After he had finished with the horses, Jim made his way to the veranda, where he decided to rest for a moment before going to his room to shower and get ready for the cookout at Crabapple Farm. He stretched out on the glider, blocking the sun from his face with his arms.
His room. His own room, here at the Manor House. It was big, much larger than even the living room had been at his old house where he had lived with his parents before his father's death. His room at the Manor House had its own private bathroom attached. He had an entire closet full of clothes, most of which had been selected for him by Mrs. Wheeler and Miss Trask. He had been more than a little bit bewildered at the prospect of spending an entire afternoon shopping for clothing, and so Mrs. Wheeler had had his measurements taken, and gone shopping with Miss Trask.
There was a bicycle in one of the garages for him, and he had been given the same line of credit at Wimpy's and Crimper's as Honey. While Mrs. Wheeler and Miss Trask bought clothing, Jim spent the afternon with Mr. Wheeler, hearing all about his school days with Winthrop Frayne. So far, so good, he thought as the breeze rocked the glider gently. Now, if he could only stop thinking of the Wheelers as Mr. and Mrs. Wheeler and think of them as his parents.
His life with his parents had been idyllic, and now the jaded teenager in him wondered if his memories of Katje and Winthrop Frayne weren't somehow made bigger and brighter than life by the shadow his life with Jonesy had cast upon them.

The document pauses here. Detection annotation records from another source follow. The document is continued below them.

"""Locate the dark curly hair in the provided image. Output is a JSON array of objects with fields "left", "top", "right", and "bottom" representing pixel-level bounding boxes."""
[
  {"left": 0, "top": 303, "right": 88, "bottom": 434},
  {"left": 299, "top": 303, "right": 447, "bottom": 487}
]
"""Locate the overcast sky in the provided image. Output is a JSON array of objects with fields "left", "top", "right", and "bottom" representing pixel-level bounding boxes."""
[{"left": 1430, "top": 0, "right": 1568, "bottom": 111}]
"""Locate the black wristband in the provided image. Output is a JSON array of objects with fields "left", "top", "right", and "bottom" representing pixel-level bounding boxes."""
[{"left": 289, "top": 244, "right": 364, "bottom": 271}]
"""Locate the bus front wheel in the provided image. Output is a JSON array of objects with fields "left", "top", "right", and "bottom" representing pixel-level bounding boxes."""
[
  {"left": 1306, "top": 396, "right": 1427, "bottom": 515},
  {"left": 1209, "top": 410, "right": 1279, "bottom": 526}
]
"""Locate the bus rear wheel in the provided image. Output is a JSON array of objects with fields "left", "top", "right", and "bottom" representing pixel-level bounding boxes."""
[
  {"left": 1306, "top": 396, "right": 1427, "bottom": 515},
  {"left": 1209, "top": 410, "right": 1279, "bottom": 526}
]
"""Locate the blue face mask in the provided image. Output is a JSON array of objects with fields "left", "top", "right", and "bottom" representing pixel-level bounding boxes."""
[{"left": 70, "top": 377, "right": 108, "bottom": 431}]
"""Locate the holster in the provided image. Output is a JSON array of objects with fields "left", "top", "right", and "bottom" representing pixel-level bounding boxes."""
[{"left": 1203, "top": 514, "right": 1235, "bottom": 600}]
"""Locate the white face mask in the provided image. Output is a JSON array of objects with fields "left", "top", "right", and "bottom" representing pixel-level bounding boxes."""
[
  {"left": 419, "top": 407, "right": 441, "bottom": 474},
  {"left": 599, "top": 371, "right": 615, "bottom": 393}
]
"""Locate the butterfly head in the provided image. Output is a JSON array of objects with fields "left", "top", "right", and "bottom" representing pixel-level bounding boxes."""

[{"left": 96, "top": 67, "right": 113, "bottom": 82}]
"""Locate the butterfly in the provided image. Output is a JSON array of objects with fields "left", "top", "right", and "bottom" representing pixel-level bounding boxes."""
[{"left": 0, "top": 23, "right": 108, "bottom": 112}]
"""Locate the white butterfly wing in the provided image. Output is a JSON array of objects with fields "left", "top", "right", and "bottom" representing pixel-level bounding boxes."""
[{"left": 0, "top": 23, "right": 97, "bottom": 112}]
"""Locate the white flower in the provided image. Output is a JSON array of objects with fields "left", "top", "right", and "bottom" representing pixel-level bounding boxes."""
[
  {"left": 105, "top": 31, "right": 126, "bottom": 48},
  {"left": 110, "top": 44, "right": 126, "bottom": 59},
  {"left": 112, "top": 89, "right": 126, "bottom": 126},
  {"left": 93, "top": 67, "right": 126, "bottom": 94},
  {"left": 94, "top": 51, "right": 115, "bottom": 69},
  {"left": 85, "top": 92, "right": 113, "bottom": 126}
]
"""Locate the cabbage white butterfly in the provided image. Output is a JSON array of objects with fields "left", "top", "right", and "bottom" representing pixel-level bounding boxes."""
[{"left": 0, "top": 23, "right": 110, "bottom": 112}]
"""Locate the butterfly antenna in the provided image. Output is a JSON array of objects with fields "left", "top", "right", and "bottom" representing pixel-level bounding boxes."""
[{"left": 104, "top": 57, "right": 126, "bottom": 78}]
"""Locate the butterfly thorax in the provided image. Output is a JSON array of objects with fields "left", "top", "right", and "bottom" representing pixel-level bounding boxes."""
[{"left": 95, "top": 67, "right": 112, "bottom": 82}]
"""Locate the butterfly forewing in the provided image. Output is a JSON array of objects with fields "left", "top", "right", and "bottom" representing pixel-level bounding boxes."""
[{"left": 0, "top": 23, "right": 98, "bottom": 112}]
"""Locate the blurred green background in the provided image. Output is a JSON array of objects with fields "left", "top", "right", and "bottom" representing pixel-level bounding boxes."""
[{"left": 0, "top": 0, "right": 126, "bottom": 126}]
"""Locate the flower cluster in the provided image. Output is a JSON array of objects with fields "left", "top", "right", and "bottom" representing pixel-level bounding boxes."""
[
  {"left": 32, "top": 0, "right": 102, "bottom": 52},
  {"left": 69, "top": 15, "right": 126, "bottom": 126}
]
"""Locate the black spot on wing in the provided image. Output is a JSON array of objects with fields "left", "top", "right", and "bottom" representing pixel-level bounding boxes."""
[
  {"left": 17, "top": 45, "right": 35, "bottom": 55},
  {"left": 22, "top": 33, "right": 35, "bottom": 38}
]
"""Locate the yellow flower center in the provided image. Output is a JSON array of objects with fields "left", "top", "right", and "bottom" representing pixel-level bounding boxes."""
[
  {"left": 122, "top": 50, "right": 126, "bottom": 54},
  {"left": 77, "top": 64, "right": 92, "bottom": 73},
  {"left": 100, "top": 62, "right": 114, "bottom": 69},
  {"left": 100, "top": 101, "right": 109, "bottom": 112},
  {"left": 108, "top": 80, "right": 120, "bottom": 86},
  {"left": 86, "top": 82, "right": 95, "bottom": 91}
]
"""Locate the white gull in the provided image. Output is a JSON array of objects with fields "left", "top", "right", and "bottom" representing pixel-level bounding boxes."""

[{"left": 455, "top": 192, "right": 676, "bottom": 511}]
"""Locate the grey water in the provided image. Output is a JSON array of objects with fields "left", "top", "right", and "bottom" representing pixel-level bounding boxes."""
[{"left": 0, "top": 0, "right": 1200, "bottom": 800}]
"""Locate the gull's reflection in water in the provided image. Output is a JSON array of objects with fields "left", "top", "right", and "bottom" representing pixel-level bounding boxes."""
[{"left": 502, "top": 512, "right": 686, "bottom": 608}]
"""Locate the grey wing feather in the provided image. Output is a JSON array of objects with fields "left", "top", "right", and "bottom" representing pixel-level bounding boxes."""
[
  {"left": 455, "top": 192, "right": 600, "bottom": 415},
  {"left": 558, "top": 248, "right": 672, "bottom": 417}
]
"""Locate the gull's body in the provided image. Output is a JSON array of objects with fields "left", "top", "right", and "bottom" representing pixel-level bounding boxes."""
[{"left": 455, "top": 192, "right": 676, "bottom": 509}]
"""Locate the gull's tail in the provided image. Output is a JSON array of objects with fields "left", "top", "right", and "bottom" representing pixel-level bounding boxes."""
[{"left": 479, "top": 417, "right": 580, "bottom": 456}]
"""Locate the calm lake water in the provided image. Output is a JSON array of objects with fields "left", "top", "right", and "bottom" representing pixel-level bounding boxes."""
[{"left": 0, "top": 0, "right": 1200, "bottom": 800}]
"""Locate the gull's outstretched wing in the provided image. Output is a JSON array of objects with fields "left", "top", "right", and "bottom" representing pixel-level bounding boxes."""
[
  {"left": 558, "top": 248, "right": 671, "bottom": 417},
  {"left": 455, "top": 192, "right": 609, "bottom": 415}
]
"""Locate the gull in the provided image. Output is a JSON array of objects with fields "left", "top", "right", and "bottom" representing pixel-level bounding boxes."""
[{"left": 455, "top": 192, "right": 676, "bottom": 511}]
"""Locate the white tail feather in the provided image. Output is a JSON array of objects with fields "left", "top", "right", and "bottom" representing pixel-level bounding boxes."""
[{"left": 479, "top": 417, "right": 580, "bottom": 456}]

He could remember at least twice when his father had been very angry with him. Once, when he was six and had handled his father's BB gun without permission, and once when he was nine and had gotten into trouble at school for fighting. Winthrop Frayne hadn't cared that he had been righteously defending the honor of a girl whose lunch had been stolen by the class bully. He had been informed that there were better ways of solving the problem than fighting, and had been grounded for a week.
He had fought with his mother when she first started seeing Jonesy - in his grief over the loss of his father, accusing her of trying to replace him. He had said some pretty terrible things to her, and she had not allowed it, even then. He had apologized to her, of course. Of course, even the 'bad' memories of times when he had been grounded or scolded were good memories now that they were gone. They had just been trying to mold him into a good citizen, helping him understand how to behave.
He wondered what his mother would have said if she could have heard him shout at Trixie and Honey when they had first found him at Ten Acres. If she had seen the son she had raised to be polite and treat women with respect aiming a gun at two teenage girls and making threats? He sighed, turning over to rest his eyes from the sun and prevent his forearms from sunburning.
It bothered him to think of what his time spent living with Jonesy had turned him into. The things he had forgotten about himself. He had scarcely remembered some of his likes and dislikes after being deprived of most choices for so long. Jonsey decided what was for dinner and how much was enough. Jonsey gave him clothes to wear. Jonesy decided when it was time to wake up and go to sleep. And, if Jonesy decided to beat him, he had discovered that there was no way to stop him.
Memories of the abuse he had suffered at the hands of his stepfather sometimes made him feel queasy. He hated having to talk about it with the Wheelers - the idea of people pitying the poor, abused orphan made him wish he could sink into the floor and disappear. Trixie and Mr. Wheeler were the only ones who knew who didn't look at him with pity. Mr. Wheeler had sworn to Jim that Jonesy would never harm him again and had explained that he had pulled out every stop to ensure that the man spent the maximum time in prison. Whenever the subject was even hinted at, Trixie's blue eyes were filled with anger. For some reason, he found this comforting.
As he drifted off to sleep on the glider, his last conscious thought was of Trixie laughing at him earlier in the day as he landed on the ground with Bobby and Reddy scrambling over him to take back the ratty old tennis ball he and Trixie had been using in a rousing match of Keep Away with the boy and the dog. Trixie's laugh was one of his favorite sounds, he decided, just before sleep overtook him.